The IAT asks people to press one of two computer keys in order to sort words from four categories: for example, names of women, names of men, words connected with the home, and words connected with the office. When the categories of woman and home are assigned to one key and the categories of man and office are assigned to a second key, people are far faster to respond than when woman and office share one key and when man and home share the second key. This marked disparity in response speed suggests the presence of an implicit gender bias or stereotype. Since 1998, the IAT has provided unique glimpses into many of the unpleasant beliefs that we may harbor.

Of course, no one is born holding these beliefs and biases—they must be learned. One of the principal revelations of Pavlovian conditioning is that some profoundly maladaptive behaviors, such as phobias, may arise from uniquely personal experiences. Might many of society’s most harmful racist and sexist biases be similarly acquired?

The answer seems to be "no." These and other social biases—e.g., age, disability, weight, and wealth—are far too widespread to have been the result of so many different individuals sharing so many common experiences. So, where might such prevalent prejudices originate?

Research on AI and bias

One fascinating clue comes from an unlikely source. Consider these jarring headlines from a spate of recent news releases: “Even artificial intelligence can acquire biases against race and gender.” “Robots trained on AI became racist and sexist.” “Rise of the racist robots: How AI is learning all our worst impulses.” “Artificially intelligent robots perpetuate racist and sexist prejudice.” How could these cold, calculating machines possibly have become biased and prejudiced?

The answer turns out to be both straightforward and revealing.
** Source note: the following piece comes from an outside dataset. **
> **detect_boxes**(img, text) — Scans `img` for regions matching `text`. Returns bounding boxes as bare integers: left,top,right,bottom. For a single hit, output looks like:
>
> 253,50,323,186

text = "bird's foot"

The "brains" of most AI devices use algorithms that have been programmed to detect covariations of the very sort that our own brains have evolved to detect amidst the noise of innumerable unrelated stimuli.

For computers, different tests for bias have been devised: One is the Word-Embedding Association Test (WEAT). By examining hundreds of billions of English-language words on the internet, some pairs of words proved to be more strongly embedded within a 10-word reading frame than chance alone would expect, much as the IAT uses human reaction times to reveal implicitly biased associations. Critically, the WEAT and the IAT have been found to strongly agree with one another on a wide variety of human biases, including racial prejudice.

Such malignant stereotypes are not limited to verbal stimuli. Visual stimuli and their verbal captions have also been found to reveal strong racist and sexist biases.

In short, across a broad range of verbal and visual stimuli, the same biases can be detected—by both artificial devices and human adults. To riff off Shakespeare’s famous lines from his drama, Julius Caesar, the fault is not in ourselves, but in our stars—here, in the innumerable words we’ve read and pictures we’ve seen every day of our lives.


There are important implications of these results. First, no matter what our individual experiences may have been—good, bad, or innocuous—cultural forces most assuredly overwhelm us with stereotypic information. Given this fact, even the most promising training programs that have so far been devised will have an uphill task of moderating these biases; as soon as those efforts end, we will once again be subjected to the same cultural forces that promoted the biases in the first place.

Second, and following from the first point, many biases have proven to be exceptionally durable. As measured by extensive textual analysis, some have endured for as long as 200 years.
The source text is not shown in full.